Toy/compiling-toy.md

# Compiling Toy

This tutorial is a sub-section of [Using Toy](using-toy) that has been spun off into it's own page for the sake of brevity/sanity. It's recommended that you read the main article first.

The exact phases outline here are entirely implementation-dependent - that is, they aren't required, and are simply how the canonical version of Toy works.

## How the Compilation works

There are four main phases to running a Toy source file. These are:

```
lexing -> parsing -> compiling -> interpreting
```

Each phases has a dedicated set of functions and structures, and there are intermediate structures between these stages that carry the information from one set to another.

```
source   -> lexer       -> token
token    -> parser      -> AST
AST      -> compiler    -> bytecode
bytecode -> interpreter -> result
```

## Lexer

Exactly how the source code is loaded into memory is left up to the user, however once it's loaded, it can be bound to a `Lexer` structure.

```c
Lexer lexer;
initLexer(&lexer, source);
```

The lexer, when invoked, will produce a break down the string of characters into individual `Tokens`.

The lexer does not need to be freed after use, however the source code does.

## Parser

The `Parser` structure takes a `Lexer` as an argument when initialized.

```c
Parser parser;
initParser(&parser, &lexer);

ASTNode* node = scanParser(&parser);

freeParser(&parser);
```

The parser takes tokens, one at a time, and converts them into structures called Abstract Syntax Trees, or ASTs for short. Each AST represents a single top-level statement within the Toy script. You'll know when the parser is finished when `scanParser()` begins returning `NULL` pointers.

The AST Nodes produced by `scanParser()` must be freed manually, and the parser itself should not be used again.

## Compiler

The actual compilation phase has two steps - instruction writing and collation.

```c
size_t size;
Compiler compiler;

initCompiler(&compiler);
writeCompiler(&compiler, node);

unsigned char* tb = collateCompiler(&compiler, &size);

freeCompiler(&compiler);
```

The writing step is the process in which AST nodes are compressed into bytecode instructions, while literal values are extracted and placed aside in a cache (usually in an intermediate state).

The collation phase, however is when the bytecode instructions, along with the now flattened intermediate literals and function bodies are combined.

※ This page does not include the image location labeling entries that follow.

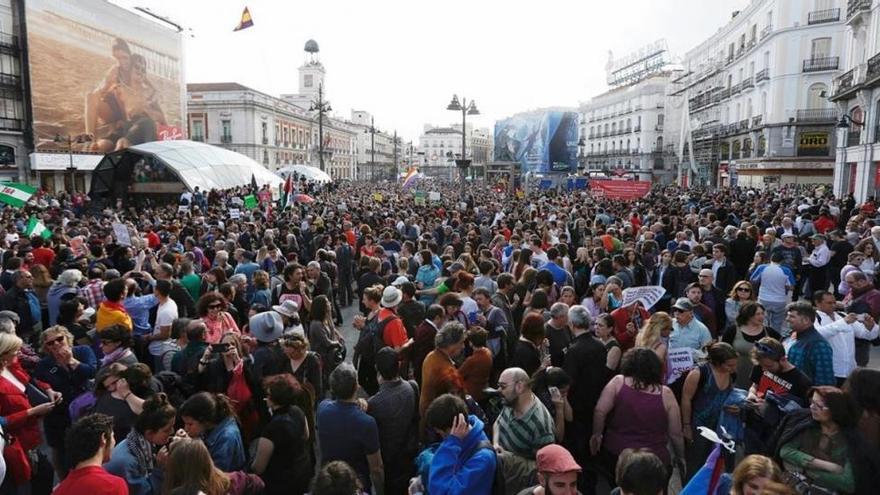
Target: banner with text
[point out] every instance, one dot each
(620, 189)
(647, 295)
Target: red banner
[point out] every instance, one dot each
(620, 189)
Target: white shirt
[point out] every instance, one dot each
(820, 256)
(841, 336)
(166, 313)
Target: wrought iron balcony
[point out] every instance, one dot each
(873, 67)
(818, 64)
(856, 7)
(823, 16)
(817, 115)
(762, 75)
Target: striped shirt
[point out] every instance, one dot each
(809, 352)
(524, 436)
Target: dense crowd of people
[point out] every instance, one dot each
(498, 346)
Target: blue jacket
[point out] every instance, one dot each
(452, 473)
(124, 465)
(225, 445)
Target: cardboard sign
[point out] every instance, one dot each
(120, 231)
(647, 295)
(679, 361)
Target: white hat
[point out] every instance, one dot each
(288, 308)
(391, 297)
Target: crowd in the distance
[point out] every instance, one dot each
(496, 347)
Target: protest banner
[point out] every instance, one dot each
(120, 231)
(647, 295)
(679, 361)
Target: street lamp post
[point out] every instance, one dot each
(465, 111)
(321, 106)
(372, 149)
(71, 168)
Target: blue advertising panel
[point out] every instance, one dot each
(542, 143)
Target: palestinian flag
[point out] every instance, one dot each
(15, 194)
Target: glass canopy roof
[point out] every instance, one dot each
(207, 167)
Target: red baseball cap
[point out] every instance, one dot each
(555, 459)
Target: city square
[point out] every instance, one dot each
(367, 248)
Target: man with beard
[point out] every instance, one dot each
(522, 428)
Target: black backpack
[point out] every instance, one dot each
(369, 343)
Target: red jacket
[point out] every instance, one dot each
(621, 317)
(24, 429)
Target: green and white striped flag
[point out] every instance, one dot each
(36, 227)
(15, 194)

The bytecode header specified in [Developing Toy](developing-toy) is placed at the beginning of this blob of bytes during this step.

The Toy bytecode (abbreviated to `tb`), along with the `size` variable indicating the size of the bytecode, are the result of the compilation.

This bytecode can be saved into a file for later consumption by the host at runtime - ensure that the file has the `.tb` extension.

The bytecode loaded in memory is consumed and freed by `runInterpreter()`.

## Interpreter

The interpreter acts based on the contents of the bytecode given to it.

```c
Interpreter interpreter;
initInterpreter(&interpreter);
runInterpreter(&interpreter, tb, size);
freeInterpreter(&interpreter);
```

Exactly how it accomplishes this task is up to it - as long as the result matches expectations.

## REPL

An example program, called `toyrepl`, is provided alongside Toy's core. This program can handle many things, such as loading, compiling and executing Toy scripts; it's capable of compiling any valid Toy program for later use, even those that rely on non-standard libraries.

To get a list of options, run `toyrepl -h`.